Enhancement of the magnetic and optical properties of Ni0.5Zn0.5Fe2O4 nanoparticles by ruthenium doping

The characterization of Nanosized Ni 0.5 Zn 0.5 Ru x Fe 2− x O 4 (0.00 ≤ x ≤ 0.015), prepared by the wet chemical coprecipitation method, is reported in the current investigation. X-ray powder diffraction (XRD) analysis has confirmed the formation of a single phased spinel cubic structure. While transmission electron microscopy (TEM) studies have shown an increase in the particle size for high content of Ru 3+ doping. The elemental composition of all samples was investigated using energy dispersive x-ray (EDX) measurements. The results showed a reciprocal relation between the Fe 3+ and Ru 3+ contents, suggesting the successful substitution of Ru 3+ in Fe 3+ sites.

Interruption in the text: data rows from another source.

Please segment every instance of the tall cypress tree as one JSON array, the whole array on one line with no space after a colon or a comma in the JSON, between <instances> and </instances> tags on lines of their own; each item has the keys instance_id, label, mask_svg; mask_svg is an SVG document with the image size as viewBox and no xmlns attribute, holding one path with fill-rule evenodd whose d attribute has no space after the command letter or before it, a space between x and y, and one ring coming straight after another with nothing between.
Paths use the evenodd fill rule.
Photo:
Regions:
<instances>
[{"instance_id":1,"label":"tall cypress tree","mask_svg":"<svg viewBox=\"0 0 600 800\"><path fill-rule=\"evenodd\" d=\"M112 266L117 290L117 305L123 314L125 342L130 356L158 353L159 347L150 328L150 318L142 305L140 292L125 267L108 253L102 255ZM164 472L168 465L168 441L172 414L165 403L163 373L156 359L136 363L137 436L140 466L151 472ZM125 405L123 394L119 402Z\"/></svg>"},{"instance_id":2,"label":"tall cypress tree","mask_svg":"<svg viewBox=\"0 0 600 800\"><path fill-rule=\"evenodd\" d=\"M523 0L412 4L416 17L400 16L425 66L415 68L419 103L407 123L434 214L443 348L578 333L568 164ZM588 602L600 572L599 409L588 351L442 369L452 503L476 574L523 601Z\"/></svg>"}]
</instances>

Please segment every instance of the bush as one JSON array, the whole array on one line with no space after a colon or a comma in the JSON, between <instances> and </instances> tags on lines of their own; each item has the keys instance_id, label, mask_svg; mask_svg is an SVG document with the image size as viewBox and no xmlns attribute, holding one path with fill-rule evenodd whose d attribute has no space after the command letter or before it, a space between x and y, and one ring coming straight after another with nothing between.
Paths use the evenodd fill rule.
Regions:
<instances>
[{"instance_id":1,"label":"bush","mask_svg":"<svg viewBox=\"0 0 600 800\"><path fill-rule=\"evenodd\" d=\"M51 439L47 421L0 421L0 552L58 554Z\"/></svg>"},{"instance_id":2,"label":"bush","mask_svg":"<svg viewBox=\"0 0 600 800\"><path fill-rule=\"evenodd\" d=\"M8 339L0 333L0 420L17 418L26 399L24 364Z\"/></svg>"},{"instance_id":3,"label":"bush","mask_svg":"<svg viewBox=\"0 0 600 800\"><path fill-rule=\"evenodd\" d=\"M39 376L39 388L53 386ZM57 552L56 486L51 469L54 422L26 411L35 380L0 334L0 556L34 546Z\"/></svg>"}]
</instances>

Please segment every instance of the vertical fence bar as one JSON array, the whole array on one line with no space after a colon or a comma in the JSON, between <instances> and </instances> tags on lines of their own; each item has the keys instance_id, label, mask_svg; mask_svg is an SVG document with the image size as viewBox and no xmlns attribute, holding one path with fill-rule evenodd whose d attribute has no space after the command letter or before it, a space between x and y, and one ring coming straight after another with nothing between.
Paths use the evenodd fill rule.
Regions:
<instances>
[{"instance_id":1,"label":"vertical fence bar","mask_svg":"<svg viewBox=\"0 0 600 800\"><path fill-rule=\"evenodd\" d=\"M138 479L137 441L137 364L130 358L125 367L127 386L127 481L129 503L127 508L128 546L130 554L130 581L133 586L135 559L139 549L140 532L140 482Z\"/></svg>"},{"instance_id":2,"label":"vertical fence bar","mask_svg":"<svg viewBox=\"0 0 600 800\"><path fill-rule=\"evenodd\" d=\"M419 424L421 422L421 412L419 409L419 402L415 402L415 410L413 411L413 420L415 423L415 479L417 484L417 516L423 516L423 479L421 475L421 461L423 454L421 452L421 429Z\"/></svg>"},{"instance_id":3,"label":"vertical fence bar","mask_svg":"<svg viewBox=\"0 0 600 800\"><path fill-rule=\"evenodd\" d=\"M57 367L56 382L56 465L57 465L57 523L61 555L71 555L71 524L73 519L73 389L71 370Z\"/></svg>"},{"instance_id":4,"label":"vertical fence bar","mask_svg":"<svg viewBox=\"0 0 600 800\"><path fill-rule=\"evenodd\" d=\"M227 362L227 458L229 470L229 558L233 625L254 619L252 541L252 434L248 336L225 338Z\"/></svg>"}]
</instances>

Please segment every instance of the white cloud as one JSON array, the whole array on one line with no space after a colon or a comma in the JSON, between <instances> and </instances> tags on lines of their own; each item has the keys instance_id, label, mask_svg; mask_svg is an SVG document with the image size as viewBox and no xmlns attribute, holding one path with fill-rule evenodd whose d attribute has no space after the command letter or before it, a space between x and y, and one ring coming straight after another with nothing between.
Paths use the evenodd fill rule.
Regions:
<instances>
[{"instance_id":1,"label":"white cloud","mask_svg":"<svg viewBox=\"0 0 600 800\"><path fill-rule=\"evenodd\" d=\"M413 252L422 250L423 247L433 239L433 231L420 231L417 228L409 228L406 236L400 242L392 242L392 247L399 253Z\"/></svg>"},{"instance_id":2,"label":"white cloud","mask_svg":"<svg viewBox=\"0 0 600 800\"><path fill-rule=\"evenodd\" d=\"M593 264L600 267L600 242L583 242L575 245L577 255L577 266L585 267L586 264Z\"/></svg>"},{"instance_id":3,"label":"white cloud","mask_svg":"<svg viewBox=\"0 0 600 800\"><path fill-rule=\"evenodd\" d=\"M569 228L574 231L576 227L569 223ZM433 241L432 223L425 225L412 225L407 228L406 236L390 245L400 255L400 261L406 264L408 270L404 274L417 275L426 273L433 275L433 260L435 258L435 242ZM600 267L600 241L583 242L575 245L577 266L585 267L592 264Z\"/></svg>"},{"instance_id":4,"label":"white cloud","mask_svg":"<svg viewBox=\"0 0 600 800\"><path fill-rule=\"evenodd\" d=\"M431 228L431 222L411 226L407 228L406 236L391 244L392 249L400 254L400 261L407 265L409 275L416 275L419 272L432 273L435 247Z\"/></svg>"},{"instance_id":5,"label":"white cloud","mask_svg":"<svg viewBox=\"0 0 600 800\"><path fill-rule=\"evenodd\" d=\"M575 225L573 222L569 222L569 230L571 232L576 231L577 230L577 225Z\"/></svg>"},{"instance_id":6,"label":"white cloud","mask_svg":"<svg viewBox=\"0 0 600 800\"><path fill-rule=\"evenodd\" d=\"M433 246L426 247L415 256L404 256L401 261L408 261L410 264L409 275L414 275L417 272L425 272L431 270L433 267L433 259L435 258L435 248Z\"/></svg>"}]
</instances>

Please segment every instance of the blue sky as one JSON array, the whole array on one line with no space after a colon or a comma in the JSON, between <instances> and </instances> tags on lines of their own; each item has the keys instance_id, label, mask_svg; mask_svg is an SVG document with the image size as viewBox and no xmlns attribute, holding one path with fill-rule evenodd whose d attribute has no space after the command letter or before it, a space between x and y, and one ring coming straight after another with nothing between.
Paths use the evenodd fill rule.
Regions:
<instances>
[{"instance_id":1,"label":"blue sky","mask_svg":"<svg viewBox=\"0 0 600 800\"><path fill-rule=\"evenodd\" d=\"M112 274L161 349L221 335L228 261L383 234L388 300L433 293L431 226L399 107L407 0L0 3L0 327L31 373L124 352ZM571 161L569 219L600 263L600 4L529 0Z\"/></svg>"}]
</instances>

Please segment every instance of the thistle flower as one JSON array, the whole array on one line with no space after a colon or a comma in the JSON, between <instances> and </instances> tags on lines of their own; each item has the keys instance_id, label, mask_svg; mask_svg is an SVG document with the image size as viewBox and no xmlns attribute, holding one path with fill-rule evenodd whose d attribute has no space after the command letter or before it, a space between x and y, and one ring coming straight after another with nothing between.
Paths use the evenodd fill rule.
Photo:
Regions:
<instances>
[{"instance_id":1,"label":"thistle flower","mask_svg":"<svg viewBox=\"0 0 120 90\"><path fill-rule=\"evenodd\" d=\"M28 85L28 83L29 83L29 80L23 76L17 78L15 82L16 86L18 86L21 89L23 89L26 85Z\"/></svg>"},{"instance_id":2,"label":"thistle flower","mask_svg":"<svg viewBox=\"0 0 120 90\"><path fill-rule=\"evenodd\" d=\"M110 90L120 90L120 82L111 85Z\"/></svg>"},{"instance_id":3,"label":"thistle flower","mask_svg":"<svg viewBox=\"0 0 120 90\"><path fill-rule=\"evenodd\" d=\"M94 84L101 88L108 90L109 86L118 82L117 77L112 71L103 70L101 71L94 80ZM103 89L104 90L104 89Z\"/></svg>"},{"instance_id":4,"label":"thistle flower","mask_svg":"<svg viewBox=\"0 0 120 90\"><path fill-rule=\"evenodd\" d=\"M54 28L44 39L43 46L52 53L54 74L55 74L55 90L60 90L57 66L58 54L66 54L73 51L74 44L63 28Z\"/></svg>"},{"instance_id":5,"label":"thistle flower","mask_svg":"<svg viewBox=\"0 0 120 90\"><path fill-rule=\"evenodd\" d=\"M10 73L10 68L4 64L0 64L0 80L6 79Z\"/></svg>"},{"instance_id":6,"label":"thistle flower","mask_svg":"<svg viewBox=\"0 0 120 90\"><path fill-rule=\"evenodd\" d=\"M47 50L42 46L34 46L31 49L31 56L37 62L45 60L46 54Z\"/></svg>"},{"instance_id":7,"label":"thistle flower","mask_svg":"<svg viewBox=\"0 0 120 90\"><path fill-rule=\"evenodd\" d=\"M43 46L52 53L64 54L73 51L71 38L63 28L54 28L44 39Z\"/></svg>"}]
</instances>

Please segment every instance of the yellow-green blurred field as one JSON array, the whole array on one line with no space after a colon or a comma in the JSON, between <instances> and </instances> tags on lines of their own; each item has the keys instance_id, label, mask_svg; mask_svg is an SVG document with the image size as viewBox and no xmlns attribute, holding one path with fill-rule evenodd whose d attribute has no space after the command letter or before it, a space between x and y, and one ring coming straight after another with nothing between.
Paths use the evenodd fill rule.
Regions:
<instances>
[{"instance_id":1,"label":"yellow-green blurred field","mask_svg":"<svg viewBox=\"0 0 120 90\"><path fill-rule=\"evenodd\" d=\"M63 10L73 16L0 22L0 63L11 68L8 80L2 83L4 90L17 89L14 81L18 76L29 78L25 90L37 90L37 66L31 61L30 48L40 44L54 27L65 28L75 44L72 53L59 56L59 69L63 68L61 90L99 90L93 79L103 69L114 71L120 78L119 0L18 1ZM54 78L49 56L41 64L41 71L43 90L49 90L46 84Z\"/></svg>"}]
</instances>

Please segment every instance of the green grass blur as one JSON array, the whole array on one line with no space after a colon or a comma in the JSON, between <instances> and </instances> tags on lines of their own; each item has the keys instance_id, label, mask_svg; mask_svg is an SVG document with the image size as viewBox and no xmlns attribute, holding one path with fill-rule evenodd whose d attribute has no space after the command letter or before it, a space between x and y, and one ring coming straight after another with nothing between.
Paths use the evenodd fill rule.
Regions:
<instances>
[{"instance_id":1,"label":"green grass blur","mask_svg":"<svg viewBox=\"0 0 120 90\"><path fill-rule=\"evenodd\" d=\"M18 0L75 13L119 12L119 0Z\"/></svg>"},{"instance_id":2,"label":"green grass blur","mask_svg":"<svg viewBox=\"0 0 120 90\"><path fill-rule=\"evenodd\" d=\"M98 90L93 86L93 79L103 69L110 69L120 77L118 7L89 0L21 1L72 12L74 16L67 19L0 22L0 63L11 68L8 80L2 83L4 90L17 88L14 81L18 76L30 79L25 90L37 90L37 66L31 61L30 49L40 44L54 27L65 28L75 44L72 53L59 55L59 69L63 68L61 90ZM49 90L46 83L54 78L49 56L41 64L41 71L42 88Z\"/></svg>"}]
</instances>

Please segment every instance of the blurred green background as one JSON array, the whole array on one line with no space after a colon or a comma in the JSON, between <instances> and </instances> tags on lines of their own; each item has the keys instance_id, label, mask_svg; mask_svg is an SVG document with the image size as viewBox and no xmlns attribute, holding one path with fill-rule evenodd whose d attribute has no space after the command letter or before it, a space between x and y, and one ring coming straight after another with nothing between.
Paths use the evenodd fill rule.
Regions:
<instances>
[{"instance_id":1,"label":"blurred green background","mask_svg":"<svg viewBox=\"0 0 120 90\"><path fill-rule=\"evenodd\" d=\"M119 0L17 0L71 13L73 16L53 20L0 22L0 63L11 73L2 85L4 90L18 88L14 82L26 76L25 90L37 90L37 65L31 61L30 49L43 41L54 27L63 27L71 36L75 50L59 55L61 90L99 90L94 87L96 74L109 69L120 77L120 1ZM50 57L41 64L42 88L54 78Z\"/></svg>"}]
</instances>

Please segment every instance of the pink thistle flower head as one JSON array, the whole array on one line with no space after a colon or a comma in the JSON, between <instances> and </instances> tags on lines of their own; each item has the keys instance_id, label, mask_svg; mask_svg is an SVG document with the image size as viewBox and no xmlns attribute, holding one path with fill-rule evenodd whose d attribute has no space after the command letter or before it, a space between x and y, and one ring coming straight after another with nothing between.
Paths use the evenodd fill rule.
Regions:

UV–Vis spectroscopy studies, via Urbach energy analysis, proposed a perturbation in the band structure of Ni 0.5 Zn 0.5 Fe 2 O 4 induced by Ru 3+ substitution, affecting both the direct and indirect bandgap energies. Excitation wavelength-dependent photoluminescence (PL) studies, presented for the first time, have shown a strong dependence of the emission spectra on both the excitation wavelength and Ru 3+ doping. The PL analysis suggests the utilization of Ni 0.5 Zn 0.5 Ru x Fe 2− x O 4 as a candidate for photocatalytic applications. Furthermore, VSM studies, have shown a transition from superparamagnetic to soft ferromagnetic for Ru 3+ doped samples. The saturation magnetization, coercivity, and effective anisotropy were enhanced as a result of Ru 3+ doping. Finally, photocatalysis experiments have shown an enhancement of the degradation rate of nitrobenzene for the sample with x = 0.0125 with the ability of magnetic recycling, in agreement with the PL and VSM studies.